WordEmbedder

class opennmt.inputters.WordEmbedder(*args, **kwargs)[source]

Simple word embedder.

Inherits from: opennmt.inputters.TextInputter

__init__(embedding_size=None, dropout=0.0, **kwargs)[source]

Initializes the parameters of the word embedder.

Parameters
  • embedding_size – The size of the resulting embedding. If None, an embedding file must be provided.

  • dropout – The probability to drop units in the embedding.

  • **kwargs – Additional layer keyword arguments.

set_decoder_mode(enable=True, mark_start=None, mark_end=None)[source]

Make this inputter produce sequences for a decoder.

In this mode, the returned “ids_out” feature is the decoder output sequence and “ids” is the decoder input sequence.

Parameters
  • enable – Enable the decoder mode.

  • mark_start – Mark the sequence start. If None, keep the current value.

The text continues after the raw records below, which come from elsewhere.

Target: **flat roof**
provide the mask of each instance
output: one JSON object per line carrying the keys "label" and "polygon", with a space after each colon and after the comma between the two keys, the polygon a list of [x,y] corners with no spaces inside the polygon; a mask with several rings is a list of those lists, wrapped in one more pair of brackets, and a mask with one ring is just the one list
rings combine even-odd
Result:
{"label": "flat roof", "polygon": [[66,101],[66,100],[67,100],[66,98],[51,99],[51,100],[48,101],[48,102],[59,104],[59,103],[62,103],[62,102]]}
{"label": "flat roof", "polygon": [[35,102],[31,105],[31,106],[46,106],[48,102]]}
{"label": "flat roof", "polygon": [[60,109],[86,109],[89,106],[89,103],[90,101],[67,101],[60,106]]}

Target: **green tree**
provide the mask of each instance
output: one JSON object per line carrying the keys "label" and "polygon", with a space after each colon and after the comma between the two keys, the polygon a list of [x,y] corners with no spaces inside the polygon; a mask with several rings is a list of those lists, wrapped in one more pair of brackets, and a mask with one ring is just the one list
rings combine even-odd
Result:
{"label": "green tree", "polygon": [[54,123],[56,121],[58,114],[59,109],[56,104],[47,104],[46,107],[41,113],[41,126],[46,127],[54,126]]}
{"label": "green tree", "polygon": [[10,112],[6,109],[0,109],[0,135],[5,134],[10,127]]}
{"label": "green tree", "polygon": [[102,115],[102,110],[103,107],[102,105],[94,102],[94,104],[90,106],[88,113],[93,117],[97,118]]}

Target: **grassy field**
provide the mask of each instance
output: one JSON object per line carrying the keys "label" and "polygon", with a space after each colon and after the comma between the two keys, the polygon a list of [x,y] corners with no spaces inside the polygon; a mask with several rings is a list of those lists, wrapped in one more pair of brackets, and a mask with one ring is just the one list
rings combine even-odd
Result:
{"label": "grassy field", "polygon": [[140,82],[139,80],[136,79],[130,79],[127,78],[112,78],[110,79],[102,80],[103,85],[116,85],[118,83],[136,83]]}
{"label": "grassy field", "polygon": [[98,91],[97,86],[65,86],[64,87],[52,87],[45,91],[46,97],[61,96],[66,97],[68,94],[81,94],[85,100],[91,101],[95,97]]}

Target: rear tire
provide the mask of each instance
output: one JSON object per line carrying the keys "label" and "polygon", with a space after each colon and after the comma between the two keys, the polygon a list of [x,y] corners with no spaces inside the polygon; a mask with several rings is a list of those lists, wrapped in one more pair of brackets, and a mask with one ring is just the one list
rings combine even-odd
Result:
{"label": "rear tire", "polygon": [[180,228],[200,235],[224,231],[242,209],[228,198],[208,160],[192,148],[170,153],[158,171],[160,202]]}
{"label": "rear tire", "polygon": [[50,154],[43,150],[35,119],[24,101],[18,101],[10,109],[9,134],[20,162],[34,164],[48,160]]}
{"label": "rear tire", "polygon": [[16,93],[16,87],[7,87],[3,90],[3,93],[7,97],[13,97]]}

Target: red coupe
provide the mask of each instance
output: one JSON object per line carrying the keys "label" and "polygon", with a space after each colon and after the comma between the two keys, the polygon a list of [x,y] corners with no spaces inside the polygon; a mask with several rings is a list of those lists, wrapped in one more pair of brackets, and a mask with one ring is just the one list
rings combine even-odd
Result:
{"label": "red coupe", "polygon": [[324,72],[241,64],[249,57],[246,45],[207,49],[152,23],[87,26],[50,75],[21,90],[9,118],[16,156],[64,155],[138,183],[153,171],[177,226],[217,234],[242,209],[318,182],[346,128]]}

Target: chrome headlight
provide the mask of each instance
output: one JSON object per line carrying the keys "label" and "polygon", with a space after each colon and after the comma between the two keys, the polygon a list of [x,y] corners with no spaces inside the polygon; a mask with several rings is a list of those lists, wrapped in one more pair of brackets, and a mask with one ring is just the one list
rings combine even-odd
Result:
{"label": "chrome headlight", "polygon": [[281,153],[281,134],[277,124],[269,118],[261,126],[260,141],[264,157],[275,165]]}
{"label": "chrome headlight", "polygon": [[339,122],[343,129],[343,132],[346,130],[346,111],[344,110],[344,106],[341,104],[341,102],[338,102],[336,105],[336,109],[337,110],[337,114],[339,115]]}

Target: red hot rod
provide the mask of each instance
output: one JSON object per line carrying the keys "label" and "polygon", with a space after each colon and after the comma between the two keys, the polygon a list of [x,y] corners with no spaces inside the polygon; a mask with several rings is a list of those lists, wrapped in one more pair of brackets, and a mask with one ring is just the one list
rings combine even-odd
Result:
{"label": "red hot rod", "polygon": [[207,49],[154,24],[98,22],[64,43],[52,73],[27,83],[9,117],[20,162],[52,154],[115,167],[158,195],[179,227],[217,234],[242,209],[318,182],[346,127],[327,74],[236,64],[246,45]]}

  • mark_end – Mark the sequence end. If None, keep the current value.

get_length(features, ignore_special_tokens=False)[source]

Returns the length of the input features, if defined.

Parameters
  • features – The dictionary of input features.

  • ignore_special_tokens – Ignore special tokens that were added by the inputter (e.g. <s> and/or </s>).

Returns

The length.

get_oov_tokens(features)[source]
initialize(data_config)[source]

Initializes the inputter.

Parameters

data_config – A dictionary containing the data configuration set by the user.

make_features(element=None, features=None, training=None)[source]

Converts words tokens to ids.

build(input_shape)[source]

Creates the variables of the layer (for subclass implementers).

This is a method that implementers of subclasses of Layer or Model can override if they need a state-creation step in-between layer instantiation and layer call. It is invoked automatically before the first execution of call().

This is typically used to create the weights of Layer subclasses (at the discretion of the subclass implementer).

Parameters

input_shape – Instance of TensorShape, or list of instances of TensorShape if the layer expects a list of inputs (one instance per input).

call(features, training=None)[source]

Creates the model input from the features (e.g. word embeddings).

Parameters
Returns

The model input.

visualize(model_root, log_dir)[source]

Visualizes the transformation, usually embeddings.

Parameters
  • model_root – The root model object.

  • log_dir – The active log directory.

map_v1_weights(weights)[source]